I've setup a std map to map some numbers, at this point I know what numbers I'm mapping from an to, eg:
std::map<int, int> myMap;
map[1] = 2;
map[2] = 4;
map[3] = 6;
Later however, I want to map some numbers to the lowest number possilbe that is not in the map, eg:
map[4] = getLowestFreeNumberToMapTo(map); // I'd like this to return 1
map[5] = getLowestFreeNumberToMapTo(map); // I'd like this to return 3
Any easy way of doing this?
I considered building an ordered list of numbers as I added them to the map so I could just look for 1, not find it, use it, add it etc.
Something like
typedef std::set<int> SetType;
SetType used; // The already used numbers
int freeCounter = 1; // The first available free number
void AddToMap(int i)
{
used.insert(i);
// Actually add the value to map
}
void GetNewNumber()
{
SetType::iterator iter = used.lower_bound(freeCounter);
while (iter != used.end() && *iter == freeCounter)
{
++iter;
++freeCounter;
}
return freeCounter++;
}
If your map is quite big but sparse, this will work like o(log(N)), where N is the number of items in the map - in most cases you won't have to iterate through the set, or just make a few steps.
Otherwise, if there are few gaps in the map, then you would better have a set of free items in the range [1..maxValueInTheMap].
Finding the lowest unused number is a very common operation in UNIX kernels, as every open/socket/etc. syscall is supposed to bind to the lowest unused FD number.
On Linux, the algorithm in fs/file.c­#alloc_fd is:
keep track of next_fd, a low water mark -- it is not necessarily 100% accurate
whenever a FD is freed, next_fd = min(fd, next_fd)
to allocate a FD, start searching the bitmap starting from next_fd -- lib/find_next_bit.c­#find_next_zero_bit is linear but still very fast, because it takes BITS_PER_LONG strides at a time
after a FD is allocated, next_fd = fd + 1
FreeBSD's sys/kern/kern_descrip.c­#fdalloc follows the same idea: start with int fd_freefile; /* approx. next free file */, and search the bitmap upwards.
However, these are all operating under the assumption that most processes have few FDs open, and very, very few have thousands.
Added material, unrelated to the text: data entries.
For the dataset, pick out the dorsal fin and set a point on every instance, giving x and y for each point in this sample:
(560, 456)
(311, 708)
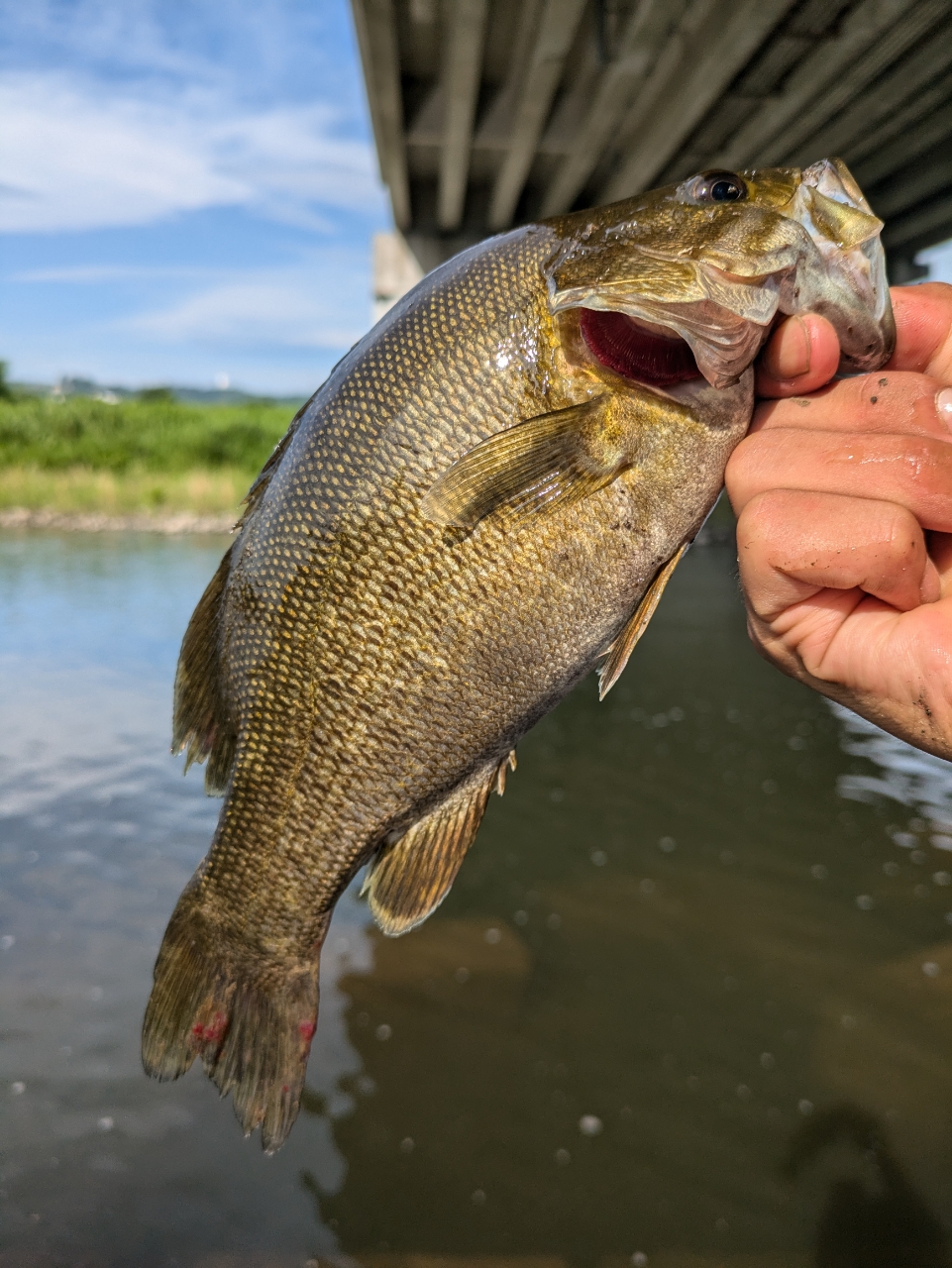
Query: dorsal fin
(411, 878)
(264, 476)
(624, 644)
(200, 721)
If the numbers will go much higher, with sparse holes, the common solution (as far as I've seen) is
#include <algorithm>
#include <functional>
#include <vector>
using namespace std;
int high_water_mark = 0;
vector<int> unused_numbers = vector<int>();
int get_new_number() {
if (used_numbers.empty())
return high_water_mark++;
pop_heap(unused_numbers.begin(), unused_numbers.end(), greater<int>());
return unused_numbers.pop_back();
}
void recycle_number(int number) {
unused_numbers.push_back(number);
push_heap(unused_numbers.begin(), unused_numbers.end(), greater<int>());
}
(untested code... idea is: keep a high water mark; try to steal from unused below the high water mark, or up the high water mark otherwise; return freed to unused)
and if your assumption is that the used numbers will be sparse, then Dmitry's solution makes more sense.
I'd use a bidirectional map class for this problem. That way you can simply check if value 1 exists etc.
Edit
The benefits of using a bimap is that there already exist robust implementations of it and even if searching for the next free number is O(n) it is only an issue if n is large (or possibly if n is moderate and this is called very frequently). Overall making for a simple implementation that is unlikely to be error prone and easily maintainable.
If n is large or this operation is performed very frequently than investing the effort of implementing a more advanced solution is merited. IMHO.